Alzheimer’s Disease Risk Biomarker
In collaboration with scientists at Duke University Medical Center, a Cabernet Pharmaceuticals team described a genetics-based risk algorithm as a simple prognostic tool for assessing age-of-onset of Alzheimer’s disease in cognitively normal, elderly subjects (Roses et al, 2010, Roses et al, 2014, Lutz et al, 2016, Roses et al, 2016). The algorithm comprised APOE (apolipoprotein E) and TOMM40 (translocase of outer mitochondrial membrane) genes associated with Alzheimer’s. Cabernet assisted with filing a patent for a risk algorithm and sought a partner for a drug/device co-development program to validate the biomarker. Cabernet also presented to the Food and Drug Administration, through a Voluntary Exploratory Data Submission, a clinical-development strategy to qualify a biomarker and test a potential therapeutic to delay the onset of mild cognitive impairment due to Alzheimer’s in cognitively normal but high-risk individuals.
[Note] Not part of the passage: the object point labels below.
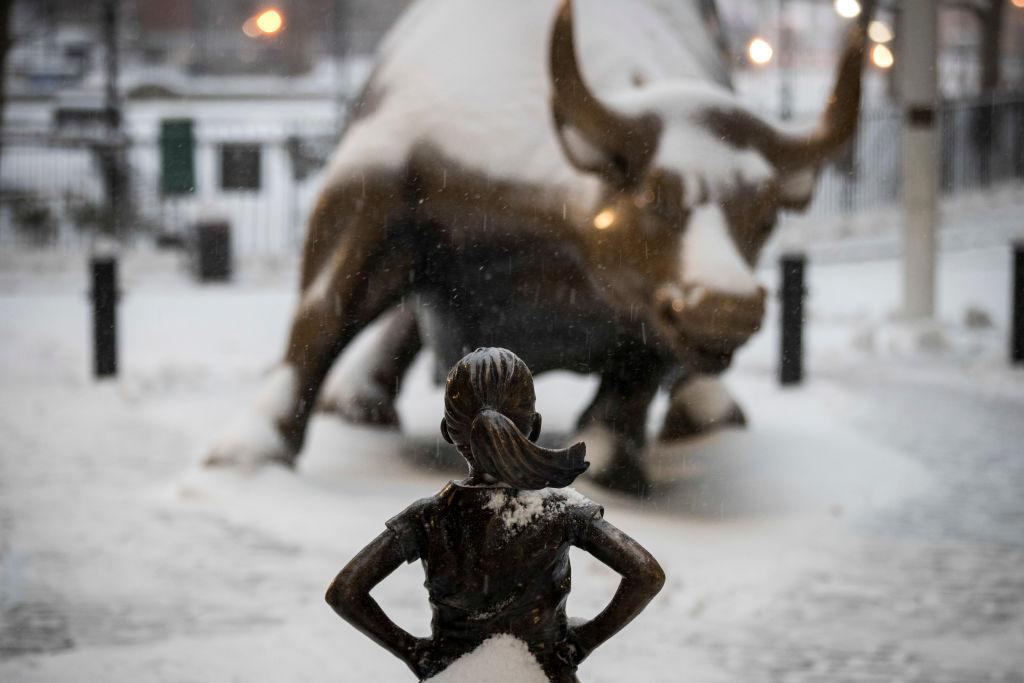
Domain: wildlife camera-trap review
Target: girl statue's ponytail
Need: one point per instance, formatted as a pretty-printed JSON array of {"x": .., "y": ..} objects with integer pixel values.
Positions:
[
  {"x": 505, "y": 453},
  {"x": 488, "y": 406}
]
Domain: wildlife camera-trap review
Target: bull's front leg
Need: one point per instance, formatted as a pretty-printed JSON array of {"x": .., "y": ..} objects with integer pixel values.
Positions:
[
  {"x": 368, "y": 395},
  {"x": 613, "y": 426},
  {"x": 366, "y": 272}
]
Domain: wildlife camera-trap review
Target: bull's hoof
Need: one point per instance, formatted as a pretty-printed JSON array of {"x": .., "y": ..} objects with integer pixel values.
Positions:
[
  {"x": 375, "y": 409},
  {"x": 697, "y": 406},
  {"x": 680, "y": 425},
  {"x": 625, "y": 476},
  {"x": 249, "y": 443}
]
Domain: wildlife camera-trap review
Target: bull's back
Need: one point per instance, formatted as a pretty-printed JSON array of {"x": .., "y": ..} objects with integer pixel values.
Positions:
[{"x": 470, "y": 79}]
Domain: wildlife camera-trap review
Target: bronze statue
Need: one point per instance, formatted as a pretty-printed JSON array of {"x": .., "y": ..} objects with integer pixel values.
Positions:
[
  {"x": 495, "y": 546},
  {"x": 596, "y": 202}
]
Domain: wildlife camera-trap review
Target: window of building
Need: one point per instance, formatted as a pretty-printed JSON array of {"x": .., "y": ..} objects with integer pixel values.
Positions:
[{"x": 240, "y": 166}]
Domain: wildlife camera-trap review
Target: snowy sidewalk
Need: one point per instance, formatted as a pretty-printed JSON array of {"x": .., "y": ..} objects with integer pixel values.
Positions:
[{"x": 865, "y": 527}]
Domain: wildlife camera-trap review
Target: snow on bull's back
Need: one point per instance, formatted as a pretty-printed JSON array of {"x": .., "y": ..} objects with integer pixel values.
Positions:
[
  {"x": 431, "y": 93},
  {"x": 502, "y": 658},
  {"x": 520, "y": 508}
]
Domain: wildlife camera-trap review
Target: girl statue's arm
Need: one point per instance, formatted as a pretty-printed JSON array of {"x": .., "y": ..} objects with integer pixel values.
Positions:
[
  {"x": 349, "y": 596},
  {"x": 642, "y": 579}
]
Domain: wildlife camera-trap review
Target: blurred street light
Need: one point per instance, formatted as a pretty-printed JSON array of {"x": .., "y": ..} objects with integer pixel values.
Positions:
[
  {"x": 847, "y": 8},
  {"x": 603, "y": 220},
  {"x": 267, "y": 23},
  {"x": 881, "y": 33},
  {"x": 882, "y": 56},
  {"x": 760, "y": 51}
]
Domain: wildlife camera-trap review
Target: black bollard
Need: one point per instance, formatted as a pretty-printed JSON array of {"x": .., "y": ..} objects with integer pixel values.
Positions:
[
  {"x": 791, "y": 293},
  {"x": 104, "y": 315},
  {"x": 1017, "y": 314}
]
A pre-study, “enabling” phase was then initiated in collaboration with clinical-site teams from the Joseph and Kathleen Bryan Alzheimer’s Disease Research Center at Duke and from Imperial College London. This step focused on preparing pivotal research sites for accelerated recruitment by identifying “research-ready” subject populations within site-specific registries before enrollment commenced. (Romero et al, 2014, Hayden et al, 2014, Larsen et al, 2015).
The resulting Phase III clinical trial, called the TOMMORROW study and sponsored by the Zinfandel-Takeda alliance, is under way and fully enrolled.